Overview | Initial Setup | Design |
---|
The following image illustrates a high-level design of the data pipeline application. It is very broadly grouped into two classes of functionality: Extractors and Appliers.
Extractors query data from a source database and write it to an intermediate landing area, be it kafka, fifo pipes or plain files. Appliers read data from this intermediate landing area and apply them to a target database.
Central to each component is the Audit database, which is simply a RDBMS to maintain metadata from extract and apply runs, which ensures each component runs correctly, and provides visibility on the processes.
Note that, at the time of writing this, InitSync currently only supports an Oracle source and Postgres/Greenplum target.
The role of InitSync is to bulk copy data from a source to target database.
InitSync runs as a single module, spawning a dedicated process for each table configured in the source_system_profile table in the Audit Database. Each of these table processes, in turn, creates the fifo pipe file then spawns two processes; an apply then an extract process.
The apply process, having started first, will "listen" on the fifo pipe for incoming data and will block indefinitely until the extract process commences sending through data or until the apply process is terminated by the parent table process. Once data is received, the apply process will commence executing a COPY TO command to the target database.
The extract process, upon startup, will execute a query against source and upon successful query execution, will commence writing "chunks" of records into the fifo pipe.
The Extractor component is designed to have as few moving parts as possible with the intention of keeping this component light-weight, performant and robust.
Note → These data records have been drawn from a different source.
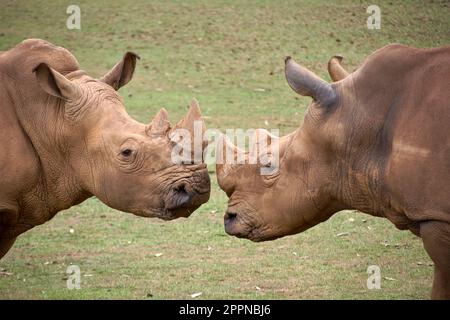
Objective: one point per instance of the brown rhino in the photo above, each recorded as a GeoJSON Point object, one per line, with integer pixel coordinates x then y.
{"type": "Point", "coordinates": [66, 137]}
{"type": "Point", "coordinates": [377, 140]}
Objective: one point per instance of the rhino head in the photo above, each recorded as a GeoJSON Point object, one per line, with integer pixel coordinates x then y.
{"type": "Point", "coordinates": [299, 194]}
{"type": "Point", "coordinates": [126, 164]}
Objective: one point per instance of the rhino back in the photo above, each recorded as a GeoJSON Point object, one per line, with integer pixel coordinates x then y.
{"type": "Point", "coordinates": [21, 96]}
{"type": "Point", "coordinates": [406, 90]}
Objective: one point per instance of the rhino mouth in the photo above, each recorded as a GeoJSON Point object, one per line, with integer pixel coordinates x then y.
{"type": "Point", "coordinates": [237, 225]}
{"type": "Point", "coordinates": [241, 225]}
{"type": "Point", "coordinates": [186, 196]}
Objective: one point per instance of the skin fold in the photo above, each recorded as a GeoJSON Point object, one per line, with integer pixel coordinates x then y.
{"type": "Point", "coordinates": [376, 140]}
{"type": "Point", "coordinates": [66, 137]}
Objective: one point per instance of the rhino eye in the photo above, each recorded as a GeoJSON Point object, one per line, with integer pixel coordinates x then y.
{"type": "Point", "coordinates": [126, 152]}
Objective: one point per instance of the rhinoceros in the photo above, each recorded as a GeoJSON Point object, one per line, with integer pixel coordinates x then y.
{"type": "Point", "coordinates": [376, 140]}
{"type": "Point", "coordinates": [67, 137]}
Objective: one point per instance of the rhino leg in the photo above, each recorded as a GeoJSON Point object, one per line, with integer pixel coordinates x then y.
{"type": "Point", "coordinates": [5, 245]}
{"type": "Point", "coordinates": [436, 240]}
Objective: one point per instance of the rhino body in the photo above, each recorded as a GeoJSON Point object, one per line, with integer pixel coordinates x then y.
{"type": "Point", "coordinates": [376, 140]}
{"type": "Point", "coordinates": [67, 137]}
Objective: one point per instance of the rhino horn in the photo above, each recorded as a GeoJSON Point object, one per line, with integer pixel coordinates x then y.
{"type": "Point", "coordinates": [160, 124]}
{"type": "Point", "coordinates": [194, 115]}
{"type": "Point", "coordinates": [306, 83]}
{"type": "Point", "coordinates": [335, 69]}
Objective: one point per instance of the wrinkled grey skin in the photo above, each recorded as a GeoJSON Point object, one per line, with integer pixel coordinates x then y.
{"type": "Point", "coordinates": [376, 140]}
{"type": "Point", "coordinates": [67, 137]}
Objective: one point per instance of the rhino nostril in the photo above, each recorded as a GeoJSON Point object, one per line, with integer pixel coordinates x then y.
{"type": "Point", "coordinates": [229, 217]}
{"type": "Point", "coordinates": [180, 189]}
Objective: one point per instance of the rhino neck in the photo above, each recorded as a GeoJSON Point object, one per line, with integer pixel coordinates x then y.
{"type": "Point", "coordinates": [57, 186]}
{"type": "Point", "coordinates": [362, 135]}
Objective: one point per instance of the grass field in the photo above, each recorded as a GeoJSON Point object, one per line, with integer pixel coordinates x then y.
{"type": "Point", "coordinates": [229, 55]}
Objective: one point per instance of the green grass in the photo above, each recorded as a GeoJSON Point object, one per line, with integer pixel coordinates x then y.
{"type": "Point", "coordinates": [218, 52]}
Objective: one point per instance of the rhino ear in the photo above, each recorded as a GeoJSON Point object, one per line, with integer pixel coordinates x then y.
{"type": "Point", "coordinates": [306, 83]}
{"type": "Point", "coordinates": [160, 125]}
{"type": "Point", "coordinates": [122, 72]}
{"type": "Point", "coordinates": [335, 69]}
{"type": "Point", "coordinates": [54, 83]}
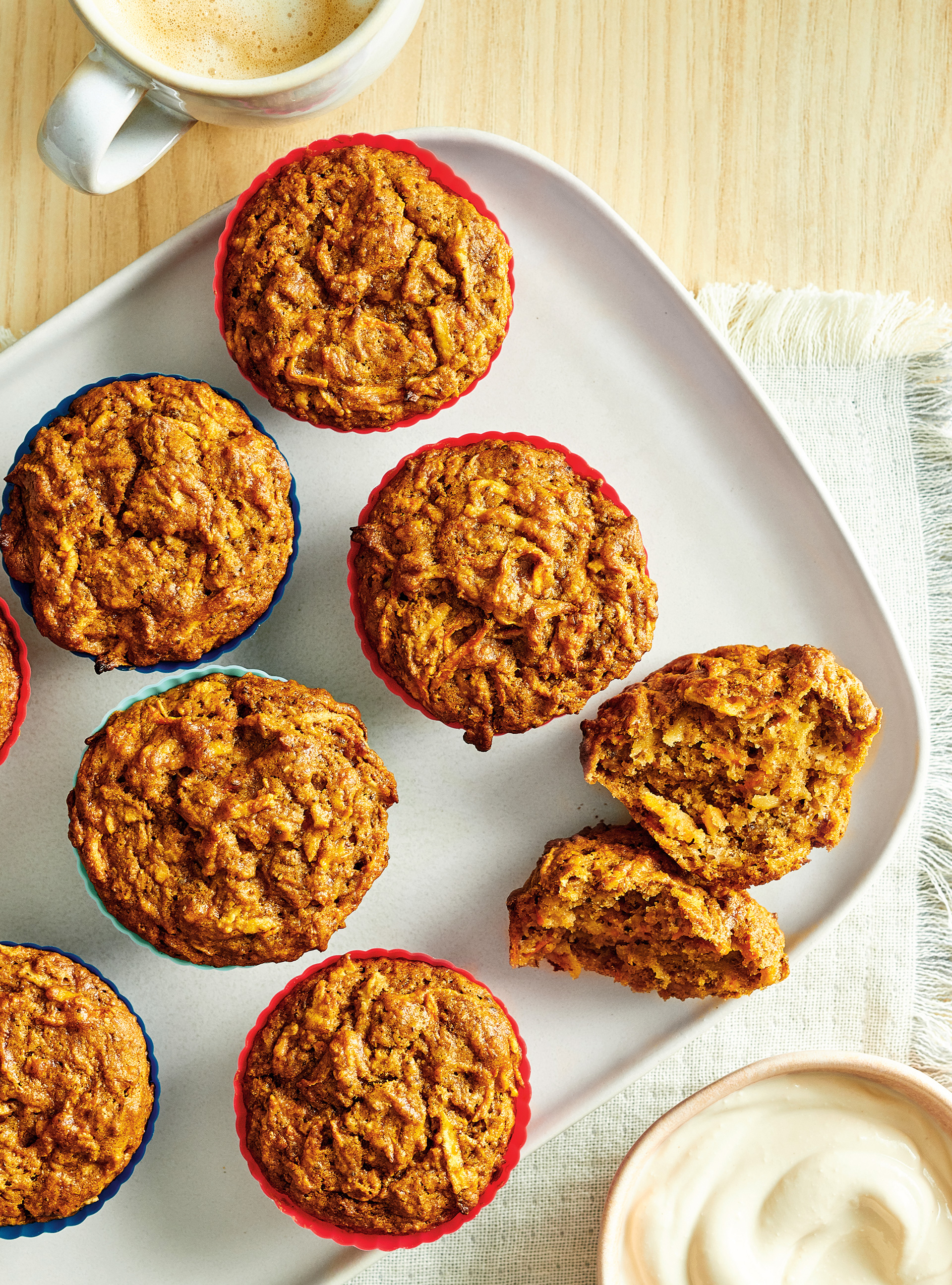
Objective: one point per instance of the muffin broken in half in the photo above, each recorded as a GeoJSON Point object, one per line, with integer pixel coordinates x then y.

This ensures data is persisted somewhere external to the source database before it is purged from the source database.
Its role is to extract, as quickly as possible, change data residing on source and immediately landing these records on an intermediate location which is accessible to Appliers; as such, the extractor does not inspect the raw source data at all. At the time of writing, this intermediate location is a Kafka topic, which also acts as a transport mechanism for delivering change data to Appliers.
The Extractor class itself is abstract, with the intention of reducing code duplication and making it as easy as possible to support new source databases.
The extractor is not concerned at all with Kafka offsets and instead, relies on SCNs/LSNs as bookmarks on where it is up to on source. A single extract of records is treated as a single batch which is queried using a start and end SCN/LSN. When writing a batch to a Kafka topic, the Extractor will firstly write a SOB (Start Of Batch) message prior to writing the change data messages, and finally write an EOB (End Of Batch) message.
The Applier component's role is to consume change data records from the intermediate location (Kafka topic), parse the data, generate target DB compliant SQL statements based on the change data, and execute/commit these statements on target. In contrast to the Extractor, its logic is a bit more involved and requires parsing of raw source data, which naturally implies a greater likelihood of failure compared to the Extractor. As such, a recovery mechanism has been implemented with a goal of making it simple, efficient, and informative (for remediation) as possible.
The Applier class itself, similar to the Extractor, is abstract, with the aim of making it easier to extend for other bespoke target databases.
The Applier has a Processor which is responsible for parsing source change data which again, is abstract, to allow for extending for other target databases. The Processor knows what parsers are needed to process the source data to build a Statement object. A Statement object is a representation of a SQL statement, containing all data necessary for building a SQL statement for any target database. The concrete Applier object will know how to convert such a statement to its specific target database type.
In contrast to the Extractor, the Applier is concerned mainly with Kafka offsets to know where it is up to. During a run, the Applier will commit Kafka offsets (every "targetcommitpoint" records) into the Audit database along with executing a commit() on the target database, essentially creating save points for later recovery. Upon failure, the applier will recommence consumption of messages from the Kafka topic from the last saved Kafka offset from the Audit database. If no failures occur, once the Applier sees an EOB message, it will synchronously commit the current offset position.